Based on last school year’s financial statements, if students were not able to return to campus in the winter, Bates could lose around a tenth of their net revenue due to losses in room and board fees, according to calculations made by The Bates Student. Conversely, operating costs would be much lower, but Bates would still have employees to pay. This is Bates’ most significant annual cost.

However, this is a worst case scenario, as the college has said it would first look to delay student return rather than not allow them to return entirely, which would soften – though not nullify – the financial blow of refunds. 

Approximately 70% of Bates’ annual revenue can be accounted for by students’ single fee, and anything that could affect that revenue combined with the increased costs from this year could potentially be damaging to the college’s financial position.

Even if students are able to – and choose to – return, the winter semester poses new and greater challenges for preventing outbreaks on campus.

Bates and its administration finds itself at the mercy of the coronavirus, as well as mandates from the local, state, and federal governments.
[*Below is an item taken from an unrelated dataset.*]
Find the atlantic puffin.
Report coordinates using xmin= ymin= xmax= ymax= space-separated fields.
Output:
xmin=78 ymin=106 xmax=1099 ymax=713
Potentially,  Maine Governor Janet Mills could prohibit college students from returning to Bates as cases continue to worsen within the state, throwing the college’s financial state into flux. 

However, there has been no indication that the state government has or will consider this. 

It is also possible President-elect Joe Biden could also issue new lockdown policies which would prevent Bates students from returning in January. Any number of potential issues still exist and could leave Bates’ future in jeopardy.

And while Bates is unsure whether it will be able to welcome students back on campus or for how long, financial planning must already begin. This may include facilitating the distribution of the vaccine if it becomes available. 

Will Bates have to cover the potential costs of issuing vaccines? Will students have to be vaccinated in order to return to campus next year? Or will testing capabilities be vastly improved, thus putting off the need for students at relatively minimal risk to get the vaccine in the first place? 

All of these things, according to Swift, are difficult to predict, but must be considered when planning for Bates’ financial future, which remains uncertain even past this fiscal year.

As a result of the pandemic, Bates could still see decreased revenue on top of increased costs incurred by things like Covid testing, operation of the testing center, ‘corona-proofing’ of campus, among other potential costs. 

“I would hope the incremental costs in future years will be lower, but I can’t imagine they go to zero,” Swift said of the costs incurred by the college during the pandemic.

No matter how financially successful this year has been, the college will be dealing with the fallout from the pandemic for a number of years to come. This is frustrating for everyone who wants to see Bates continue to grow, but the survival of the institution and its community through the pandemic cannot be taken for granted.